In the first decades of the 20th century, Sears Roebuck and Co. was an enormous presence in the lives of Americans, especially in the country’s rural heartland. Based in Chicago, the company became a literal conduit of material wellbeing to families living on farms and in small towns and cities, supplying them with every imaginable product from the pages of the mammoth Sears catalogue.

For this exhibition at the Chicago Cultural Center, Fels employed vintage Sears catalogues and other materials, including the Encyclopedia Britannica, which Sears purchased, brought to Chicago and published, to create a series of layered collages about what the company delivered. The catalogs represented an enormous store; and yet for years the only connection to that store that customers had was through the pages of the ‘big book’. Each page was a window on a world.

Accompanying the collages was an installation on the projection of Sears into the world. In 1906, Sears produced a series of 50 stereo-views of the company at work, a very early ‘infomercial’ to inculcate people around the country on how massive and important was the Sears operation in Chicago. The company undertook this effort because they needed customers, often in the hinterlands, to understand that Sears was large and solvent, and that their orders were treated with modern efficiency.

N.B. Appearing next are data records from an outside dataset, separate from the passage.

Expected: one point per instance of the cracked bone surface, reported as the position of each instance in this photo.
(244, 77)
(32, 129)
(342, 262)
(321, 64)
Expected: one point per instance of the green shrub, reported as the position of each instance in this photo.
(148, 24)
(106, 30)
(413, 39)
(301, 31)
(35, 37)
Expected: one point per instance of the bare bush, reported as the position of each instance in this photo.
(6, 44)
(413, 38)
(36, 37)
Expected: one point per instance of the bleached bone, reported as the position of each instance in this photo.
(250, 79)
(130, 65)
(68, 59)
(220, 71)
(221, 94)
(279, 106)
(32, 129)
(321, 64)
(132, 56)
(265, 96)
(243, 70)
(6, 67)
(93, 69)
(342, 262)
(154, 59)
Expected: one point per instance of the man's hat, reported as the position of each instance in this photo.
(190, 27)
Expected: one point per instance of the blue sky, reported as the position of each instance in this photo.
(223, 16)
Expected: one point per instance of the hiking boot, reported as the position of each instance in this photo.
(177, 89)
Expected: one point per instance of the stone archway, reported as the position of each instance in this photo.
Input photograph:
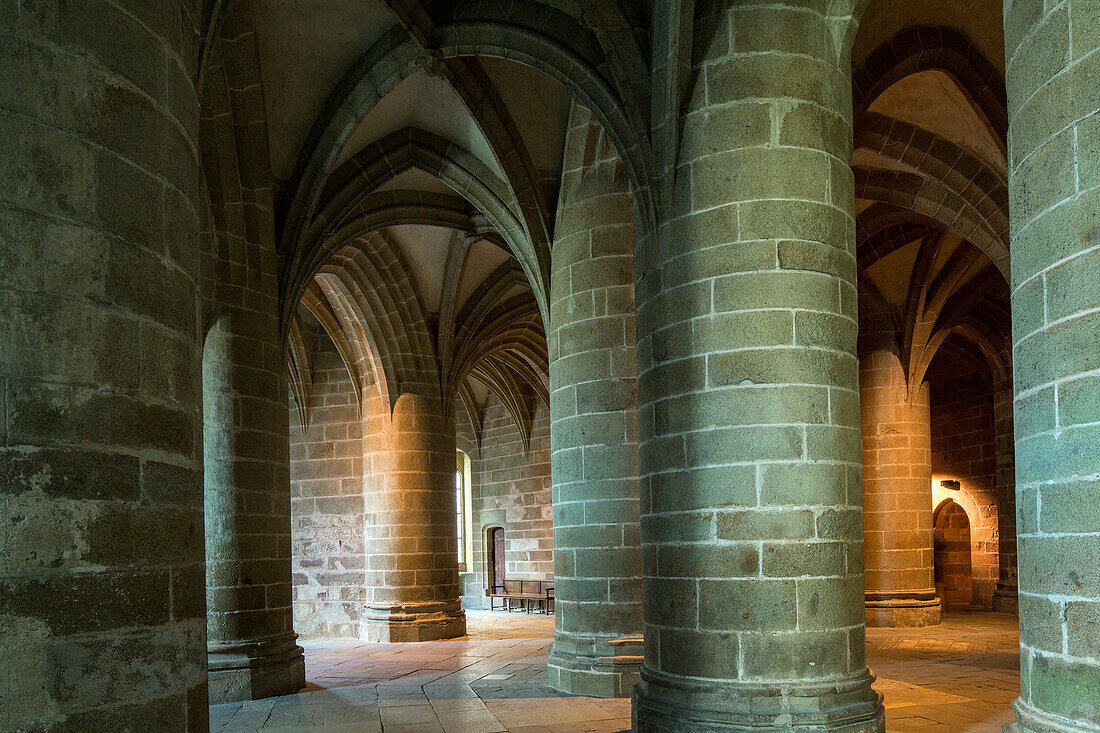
(954, 568)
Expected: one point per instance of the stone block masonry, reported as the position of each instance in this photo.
(897, 444)
(101, 567)
(1053, 63)
(594, 424)
(512, 490)
(964, 448)
(748, 403)
(327, 504)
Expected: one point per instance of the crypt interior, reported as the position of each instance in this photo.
(550, 365)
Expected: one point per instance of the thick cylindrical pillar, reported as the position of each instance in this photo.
(102, 619)
(748, 403)
(411, 533)
(250, 634)
(594, 434)
(897, 437)
(1053, 64)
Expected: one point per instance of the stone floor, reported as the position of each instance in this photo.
(957, 677)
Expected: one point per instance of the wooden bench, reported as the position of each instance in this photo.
(526, 592)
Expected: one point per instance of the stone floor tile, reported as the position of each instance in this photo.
(959, 677)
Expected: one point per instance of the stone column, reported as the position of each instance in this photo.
(1004, 591)
(897, 437)
(748, 403)
(1054, 190)
(594, 431)
(411, 538)
(250, 635)
(102, 620)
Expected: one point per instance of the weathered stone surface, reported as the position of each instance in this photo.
(741, 357)
(897, 498)
(1055, 223)
(593, 428)
(101, 611)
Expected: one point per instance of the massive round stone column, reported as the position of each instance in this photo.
(102, 619)
(897, 431)
(250, 634)
(1054, 187)
(748, 403)
(594, 433)
(411, 537)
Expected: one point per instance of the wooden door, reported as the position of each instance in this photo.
(498, 556)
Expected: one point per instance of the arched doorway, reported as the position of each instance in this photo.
(954, 571)
(496, 564)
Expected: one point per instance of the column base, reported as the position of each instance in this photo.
(251, 670)
(1032, 720)
(663, 704)
(600, 668)
(910, 611)
(1005, 599)
(422, 622)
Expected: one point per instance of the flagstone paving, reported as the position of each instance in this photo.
(960, 676)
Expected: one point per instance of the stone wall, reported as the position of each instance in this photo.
(953, 558)
(964, 449)
(510, 490)
(327, 503)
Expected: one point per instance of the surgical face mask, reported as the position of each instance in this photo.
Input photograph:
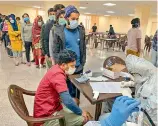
(26, 19)
(52, 17)
(70, 71)
(12, 21)
(73, 24)
(62, 21)
(39, 23)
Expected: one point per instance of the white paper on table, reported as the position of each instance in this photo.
(100, 78)
(106, 87)
(93, 123)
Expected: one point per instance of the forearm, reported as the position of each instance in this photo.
(139, 44)
(69, 103)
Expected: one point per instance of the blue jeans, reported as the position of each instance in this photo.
(74, 92)
(9, 51)
(28, 46)
(154, 56)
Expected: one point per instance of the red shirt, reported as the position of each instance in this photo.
(47, 98)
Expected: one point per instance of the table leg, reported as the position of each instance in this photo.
(98, 111)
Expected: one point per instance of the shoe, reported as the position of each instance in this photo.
(33, 60)
(9, 47)
(17, 64)
(43, 66)
(28, 64)
(37, 66)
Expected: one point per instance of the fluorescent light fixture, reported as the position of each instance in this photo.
(82, 7)
(111, 12)
(87, 13)
(131, 15)
(109, 4)
(37, 7)
(106, 15)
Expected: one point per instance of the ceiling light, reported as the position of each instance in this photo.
(82, 7)
(37, 7)
(131, 15)
(87, 13)
(111, 12)
(109, 4)
(107, 15)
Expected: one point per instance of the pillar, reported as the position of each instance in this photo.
(143, 12)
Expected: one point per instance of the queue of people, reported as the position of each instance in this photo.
(61, 42)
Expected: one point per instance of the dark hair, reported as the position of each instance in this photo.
(7, 18)
(135, 22)
(59, 12)
(50, 10)
(66, 56)
(58, 7)
(25, 14)
(75, 11)
(17, 18)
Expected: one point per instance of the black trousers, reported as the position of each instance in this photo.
(74, 92)
(28, 46)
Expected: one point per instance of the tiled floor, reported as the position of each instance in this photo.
(29, 78)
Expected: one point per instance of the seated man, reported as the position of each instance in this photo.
(52, 96)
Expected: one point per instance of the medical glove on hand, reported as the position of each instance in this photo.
(127, 84)
(123, 107)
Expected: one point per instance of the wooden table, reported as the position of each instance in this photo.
(87, 91)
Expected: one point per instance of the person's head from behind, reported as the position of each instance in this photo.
(135, 23)
(58, 7)
(51, 14)
(6, 19)
(0, 15)
(3, 17)
(12, 19)
(18, 19)
(39, 20)
(60, 19)
(67, 61)
(26, 18)
(72, 16)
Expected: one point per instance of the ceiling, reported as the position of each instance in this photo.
(122, 8)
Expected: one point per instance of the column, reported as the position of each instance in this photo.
(143, 12)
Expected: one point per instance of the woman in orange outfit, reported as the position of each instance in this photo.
(37, 52)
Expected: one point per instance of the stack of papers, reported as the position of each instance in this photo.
(98, 79)
(106, 87)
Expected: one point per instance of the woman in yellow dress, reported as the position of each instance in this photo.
(15, 38)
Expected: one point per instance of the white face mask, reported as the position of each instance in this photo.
(70, 71)
(39, 23)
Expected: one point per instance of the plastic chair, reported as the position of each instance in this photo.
(112, 60)
(15, 94)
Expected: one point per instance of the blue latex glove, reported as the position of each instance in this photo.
(122, 109)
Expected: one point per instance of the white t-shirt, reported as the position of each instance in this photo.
(132, 35)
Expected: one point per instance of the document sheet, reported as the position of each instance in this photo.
(106, 87)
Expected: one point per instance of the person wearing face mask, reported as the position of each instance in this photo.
(14, 31)
(49, 24)
(37, 52)
(145, 83)
(60, 20)
(26, 34)
(52, 96)
(70, 36)
(134, 36)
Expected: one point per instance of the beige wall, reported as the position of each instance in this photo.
(18, 10)
(122, 23)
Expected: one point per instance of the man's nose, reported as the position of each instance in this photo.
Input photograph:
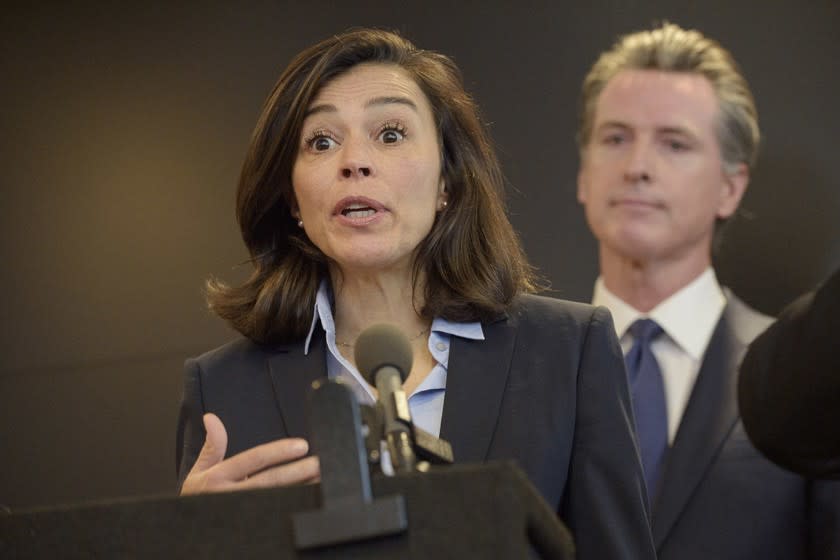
(639, 163)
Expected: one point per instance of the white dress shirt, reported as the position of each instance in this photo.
(689, 318)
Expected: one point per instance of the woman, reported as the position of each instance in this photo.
(371, 193)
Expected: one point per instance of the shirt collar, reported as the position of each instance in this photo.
(323, 313)
(688, 317)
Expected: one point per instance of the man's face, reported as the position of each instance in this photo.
(651, 179)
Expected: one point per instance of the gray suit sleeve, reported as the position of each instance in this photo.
(607, 501)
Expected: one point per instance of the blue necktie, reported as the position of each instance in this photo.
(648, 393)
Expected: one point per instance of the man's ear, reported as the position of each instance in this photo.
(732, 189)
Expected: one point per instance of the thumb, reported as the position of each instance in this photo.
(215, 444)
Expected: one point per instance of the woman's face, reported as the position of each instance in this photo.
(367, 177)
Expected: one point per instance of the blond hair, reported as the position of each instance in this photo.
(670, 48)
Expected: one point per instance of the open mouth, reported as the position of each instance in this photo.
(358, 211)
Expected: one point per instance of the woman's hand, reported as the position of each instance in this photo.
(278, 463)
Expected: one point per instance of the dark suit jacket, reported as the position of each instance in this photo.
(720, 498)
(789, 389)
(546, 388)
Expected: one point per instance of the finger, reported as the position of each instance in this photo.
(215, 444)
(261, 457)
(296, 472)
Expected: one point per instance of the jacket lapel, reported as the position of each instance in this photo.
(292, 375)
(709, 417)
(475, 384)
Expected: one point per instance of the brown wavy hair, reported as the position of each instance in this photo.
(472, 263)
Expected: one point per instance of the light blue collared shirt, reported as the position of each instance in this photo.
(426, 402)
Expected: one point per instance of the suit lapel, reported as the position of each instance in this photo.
(292, 374)
(709, 417)
(475, 384)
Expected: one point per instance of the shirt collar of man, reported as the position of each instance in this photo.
(688, 317)
(323, 313)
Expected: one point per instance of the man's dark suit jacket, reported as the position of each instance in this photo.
(720, 498)
(789, 389)
(546, 388)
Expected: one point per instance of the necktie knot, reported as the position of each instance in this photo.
(645, 330)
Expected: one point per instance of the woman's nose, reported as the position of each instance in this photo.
(357, 160)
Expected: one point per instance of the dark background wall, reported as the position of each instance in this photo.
(123, 129)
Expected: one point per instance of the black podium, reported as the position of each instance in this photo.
(482, 511)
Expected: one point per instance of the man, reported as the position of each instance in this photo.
(668, 134)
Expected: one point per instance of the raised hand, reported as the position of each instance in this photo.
(277, 463)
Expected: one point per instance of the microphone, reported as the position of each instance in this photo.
(384, 357)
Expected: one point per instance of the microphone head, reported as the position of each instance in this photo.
(383, 345)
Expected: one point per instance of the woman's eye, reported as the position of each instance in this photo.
(391, 136)
(677, 146)
(321, 143)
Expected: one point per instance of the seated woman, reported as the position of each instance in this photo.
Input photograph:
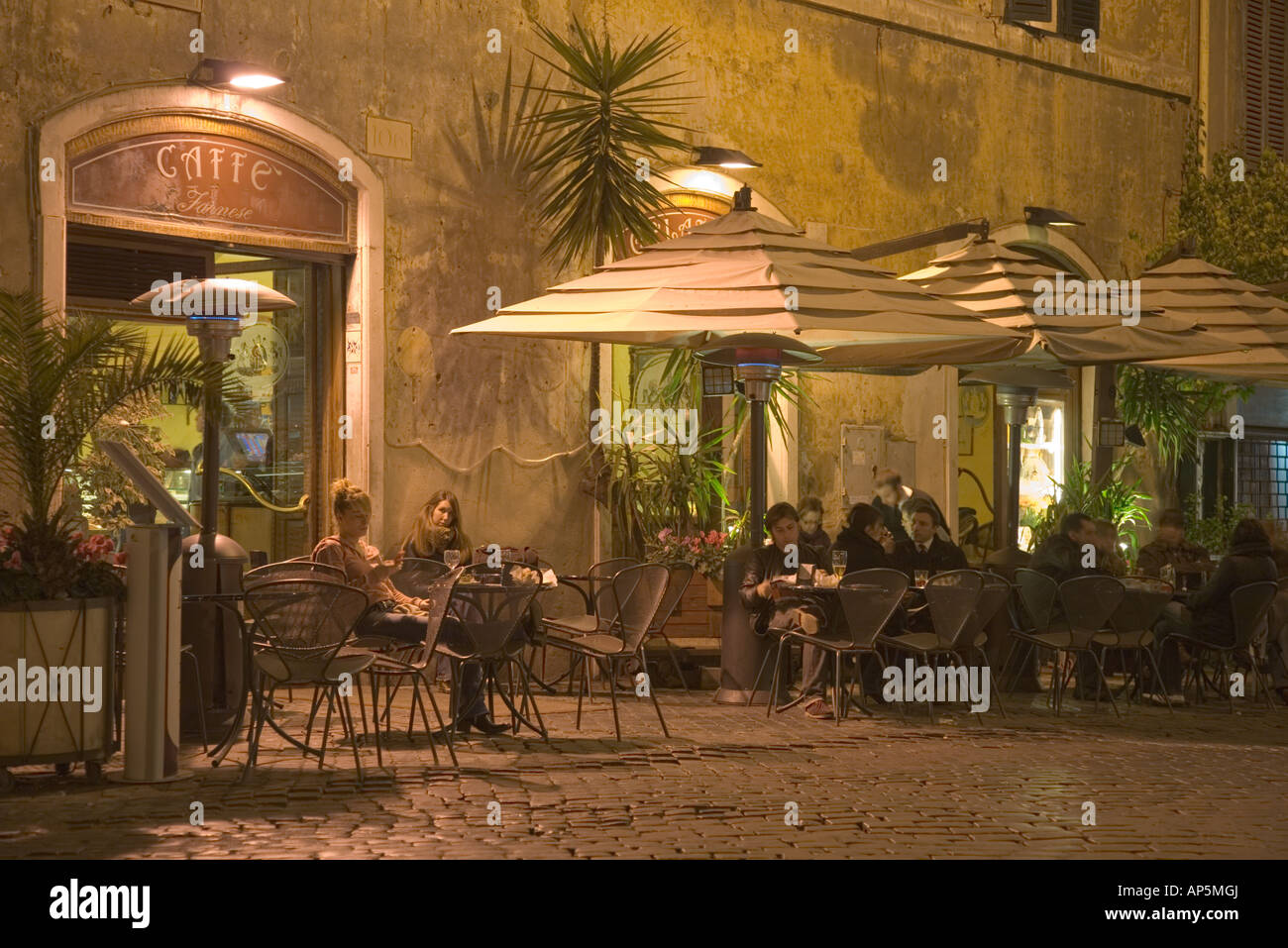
(437, 530)
(810, 510)
(1209, 617)
(864, 540)
(391, 613)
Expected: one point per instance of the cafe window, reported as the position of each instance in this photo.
(1043, 447)
(270, 451)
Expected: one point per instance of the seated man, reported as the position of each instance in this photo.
(1171, 548)
(1209, 617)
(1061, 556)
(892, 492)
(773, 608)
(925, 550)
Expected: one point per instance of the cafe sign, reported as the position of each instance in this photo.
(675, 222)
(209, 184)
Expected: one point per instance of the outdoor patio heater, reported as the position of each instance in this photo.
(215, 312)
(758, 360)
(1017, 390)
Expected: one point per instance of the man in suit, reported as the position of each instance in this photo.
(925, 550)
(892, 492)
(773, 607)
(1171, 548)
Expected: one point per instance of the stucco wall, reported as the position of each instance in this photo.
(846, 129)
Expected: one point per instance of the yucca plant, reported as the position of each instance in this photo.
(609, 117)
(56, 382)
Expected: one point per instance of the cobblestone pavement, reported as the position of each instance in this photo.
(1197, 785)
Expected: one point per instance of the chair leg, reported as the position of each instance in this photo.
(836, 690)
(1103, 681)
(760, 674)
(201, 699)
(581, 689)
(612, 691)
(675, 661)
(773, 683)
(1158, 677)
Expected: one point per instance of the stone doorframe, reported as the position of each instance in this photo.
(364, 455)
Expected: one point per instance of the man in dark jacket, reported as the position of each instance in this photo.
(774, 608)
(1210, 617)
(1171, 548)
(1069, 553)
(893, 492)
(925, 550)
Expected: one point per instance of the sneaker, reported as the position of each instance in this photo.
(818, 710)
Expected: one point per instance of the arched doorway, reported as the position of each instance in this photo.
(143, 183)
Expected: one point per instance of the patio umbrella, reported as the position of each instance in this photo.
(1001, 285)
(1249, 318)
(746, 272)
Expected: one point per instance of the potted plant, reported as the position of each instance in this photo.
(58, 587)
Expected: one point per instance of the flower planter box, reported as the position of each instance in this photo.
(698, 613)
(40, 636)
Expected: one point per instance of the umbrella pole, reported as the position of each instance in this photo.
(756, 522)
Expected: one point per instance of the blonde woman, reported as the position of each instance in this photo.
(438, 530)
(391, 613)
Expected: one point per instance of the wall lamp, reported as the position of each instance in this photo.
(233, 76)
(1048, 217)
(721, 158)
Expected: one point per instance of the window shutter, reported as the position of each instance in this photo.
(1263, 84)
(1077, 16)
(1024, 11)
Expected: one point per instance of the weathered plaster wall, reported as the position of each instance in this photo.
(846, 129)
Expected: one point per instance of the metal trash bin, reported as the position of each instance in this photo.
(214, 634)
(742, 651)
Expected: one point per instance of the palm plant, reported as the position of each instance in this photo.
(56, 384)
(609, 117)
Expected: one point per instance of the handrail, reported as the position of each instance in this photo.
(300, 506)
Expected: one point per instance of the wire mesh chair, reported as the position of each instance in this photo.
(1132, 625)
(1249, 605)
(951, 597)
(300, 569)
(638, 591)
(599, 578)
(1037, 594)
(413, 662)
(1089, 603)
(681, 575)
(305, 625)
(490, 609)
(868, 600)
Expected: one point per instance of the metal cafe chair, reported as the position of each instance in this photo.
(1248, 605)
(952, 597)
(490, 610)
(416, 574)
(638, 591)
(681, 575)
(868, 599)
(1037, 594)
(307, 623)
(601, 608)
(1132, 625)
(413, 661)
(1089, 603)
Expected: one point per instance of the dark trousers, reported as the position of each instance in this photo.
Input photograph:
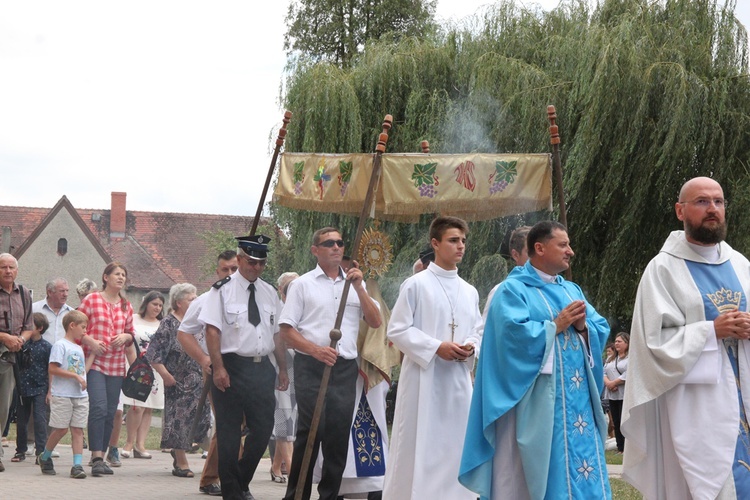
(334, 427)
(104, 395)
(615, 409)
(37, 406)
(250, 394)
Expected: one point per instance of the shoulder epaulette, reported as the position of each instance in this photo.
(222, 282)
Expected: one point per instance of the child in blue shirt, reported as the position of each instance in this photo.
(69, 401)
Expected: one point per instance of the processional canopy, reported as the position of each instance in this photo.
(470, 186)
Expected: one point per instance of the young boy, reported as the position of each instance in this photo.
(436, 323)
(69, 401)
(33, 387)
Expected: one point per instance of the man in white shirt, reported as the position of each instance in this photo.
(684, 413)
(308, 316)
(54, 307)
(436, 323)
(240, 315)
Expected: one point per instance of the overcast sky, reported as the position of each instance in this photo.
(171, 101)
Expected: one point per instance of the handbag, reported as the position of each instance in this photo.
(139, 379)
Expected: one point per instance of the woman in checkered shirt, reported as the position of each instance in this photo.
(109, 331)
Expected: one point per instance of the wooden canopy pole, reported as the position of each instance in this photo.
(279, 142)
(557, 169)
(335, 334)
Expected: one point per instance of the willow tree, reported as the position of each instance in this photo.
(648, 94)
(336, 30)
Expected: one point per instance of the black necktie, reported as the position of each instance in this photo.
(252, 308)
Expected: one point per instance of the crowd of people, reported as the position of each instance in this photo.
(510, 403)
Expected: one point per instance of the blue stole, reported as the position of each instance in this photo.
(367, 441)
(721, 292)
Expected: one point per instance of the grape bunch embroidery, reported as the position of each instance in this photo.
(505, 173)
(299, 177)
(321, 178)
(425, 179)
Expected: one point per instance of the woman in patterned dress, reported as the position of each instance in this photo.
(138, 419)
(183, 381)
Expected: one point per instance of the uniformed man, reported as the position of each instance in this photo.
(241, 319)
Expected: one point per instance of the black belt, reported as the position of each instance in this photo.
(254, 359)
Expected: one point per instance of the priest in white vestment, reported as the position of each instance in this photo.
(436, 323)
(684, 415)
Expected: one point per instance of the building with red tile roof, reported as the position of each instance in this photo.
(158, 249)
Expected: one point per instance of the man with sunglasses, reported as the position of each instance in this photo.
(240, 314)
(685, 409)
(308, 316)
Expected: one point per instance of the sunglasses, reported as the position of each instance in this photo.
(330, 243)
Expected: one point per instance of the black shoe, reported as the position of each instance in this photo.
(100, 468)
(47, 466)
(211, 489)
(77, 472)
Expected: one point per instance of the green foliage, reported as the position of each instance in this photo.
(337, 30)
(648, 94)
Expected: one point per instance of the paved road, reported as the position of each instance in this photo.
(137, 478)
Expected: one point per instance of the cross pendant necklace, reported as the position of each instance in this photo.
(452, 324)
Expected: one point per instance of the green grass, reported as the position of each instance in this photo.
(613, 457)
(623, 491)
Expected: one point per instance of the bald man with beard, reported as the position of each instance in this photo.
(684, 416)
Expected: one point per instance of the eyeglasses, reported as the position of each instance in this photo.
(330, 243)
(253, 262)
(707, 202)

Working with these images, railroad maps (Sears based itself in Chicago because it was at an important nexus of rail lines that the company could use to bring products into its warehouses and out to its customers), and images of once cutting-edge media players from the catalog (the company was very involved in marketing devices allowing people to view, photograph and film the world). Sears produced the 1906 stereo-views because they were popular parlor entertainment of the time, but the inherent 3-D spatiality of the media was also essential to the company’s message. Sears wanted people to see the company and its products as existing in actual corporeal space, not just as printed on thin catalog pages.

Much as the internet had to convince users it could be trusted to deliver real goods, Sears paved the way with its catalog a century earlier. Long before there were Sears stores or a Sears Tower, there was the catalog, with its hundreds of pages full of enticement. The visual images of those goods represented the real Sears stock in trade. Sears produced very little of what it sold- but the vision of a better life that it offered up to Americans was all theirs.

The Chicago Cultural Center convened a lively panel discussion about Fels’s take on Sears with Rod Slemmons, Director of Chicago’s Museum of Contemporary Photography, Tim Samuelson, Chicago Cultural Historian, Lanny Silverman, Chief Curator of the Chicago Cultural Center, and Fels. Shortly after the exhibition opened, Fels was contacted by Sears.com and asked if he would lead a tour of the exhibition for a group from the online retailer. The tour led to Fels being invited to give an illustrated keynote address to several hundred Sears employees at their semi-annual meeting. The company flew him back to Chicago for the talk, which was very well received.

“Easily the smartest, most inspiring things I've heard about Sears, our history, and our future, since I started here. Context like this is important to understanding where we've been, where we are, and where we should go, and it's really great to have an outside, long-view perspective of the company”, wrote one of the participants.